Every sequence of real bounded functions has convergent sub?

[RBG]

I figured it out... how do I remove this question?

 

[geoffrey159]

I don't know the answer, but I have an answer in the case $x$ belongs to finite set of rationals $S = \{ x_1,...,x_p\} \subset \mathbb{Q}$. It may or may not be useful for what you want to prove.

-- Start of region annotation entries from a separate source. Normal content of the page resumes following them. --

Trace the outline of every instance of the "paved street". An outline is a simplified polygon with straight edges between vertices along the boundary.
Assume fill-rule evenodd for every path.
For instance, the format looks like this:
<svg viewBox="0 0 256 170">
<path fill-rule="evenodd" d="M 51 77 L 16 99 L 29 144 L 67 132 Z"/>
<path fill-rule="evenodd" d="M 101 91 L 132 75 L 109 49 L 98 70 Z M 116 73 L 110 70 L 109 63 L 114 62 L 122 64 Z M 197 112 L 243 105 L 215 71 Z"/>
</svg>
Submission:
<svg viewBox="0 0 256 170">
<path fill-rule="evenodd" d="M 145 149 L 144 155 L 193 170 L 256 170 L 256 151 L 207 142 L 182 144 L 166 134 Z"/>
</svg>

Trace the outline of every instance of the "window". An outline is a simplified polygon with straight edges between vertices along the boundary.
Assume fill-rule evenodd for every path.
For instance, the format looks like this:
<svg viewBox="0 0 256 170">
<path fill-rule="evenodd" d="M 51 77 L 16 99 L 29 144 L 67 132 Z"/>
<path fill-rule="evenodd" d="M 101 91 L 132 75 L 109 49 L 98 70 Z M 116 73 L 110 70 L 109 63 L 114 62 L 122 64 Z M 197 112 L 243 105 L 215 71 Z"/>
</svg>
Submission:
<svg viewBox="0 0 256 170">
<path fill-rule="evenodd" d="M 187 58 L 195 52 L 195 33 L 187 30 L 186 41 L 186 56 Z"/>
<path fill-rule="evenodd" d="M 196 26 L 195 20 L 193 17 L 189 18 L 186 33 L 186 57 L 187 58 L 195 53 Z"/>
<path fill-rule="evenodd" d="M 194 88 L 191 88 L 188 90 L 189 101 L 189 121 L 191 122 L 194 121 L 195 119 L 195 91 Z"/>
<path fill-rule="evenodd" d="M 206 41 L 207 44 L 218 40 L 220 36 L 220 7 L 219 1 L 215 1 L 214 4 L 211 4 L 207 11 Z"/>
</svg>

1. $\{f_n(x_1) \}$ is a real bounded sequence so there is a converging subsequence $\{f_{\sigma_1(n)}(x_1) \}$ that converges to $f(x_1)$
2. $\{f_{\sigma_1(n)}(x_2) \}$ is a real bounded sequence so there is a converging subsequence $\{f_{(\sigma_2 \circ \sigma_1)(n)}(x_2) \}$ that converges to $f(x_2)$. Furthermore $\{f_{(\sigma_2 \circ \sigma_1)(n)}(x_1) \}$ converges to $f(x_1)$ as a subsequence of $\{f_{\sigma_1(n)}(x_1) \}$.
3. Repeating this process, you have $\{ f_{(\sigma_p\circ ... \circ \sigma_1)(n)}(x_i)\}$ convergerges to $f(x_i)$ for all $i = 1... p$.

 

[Samy_A]

I figured it out... how do I remove this question?

Why remove the question?

Wouldn't it be more helpful to other members of the forum to leave the question, and post the answer (or at least an outline of the answer)?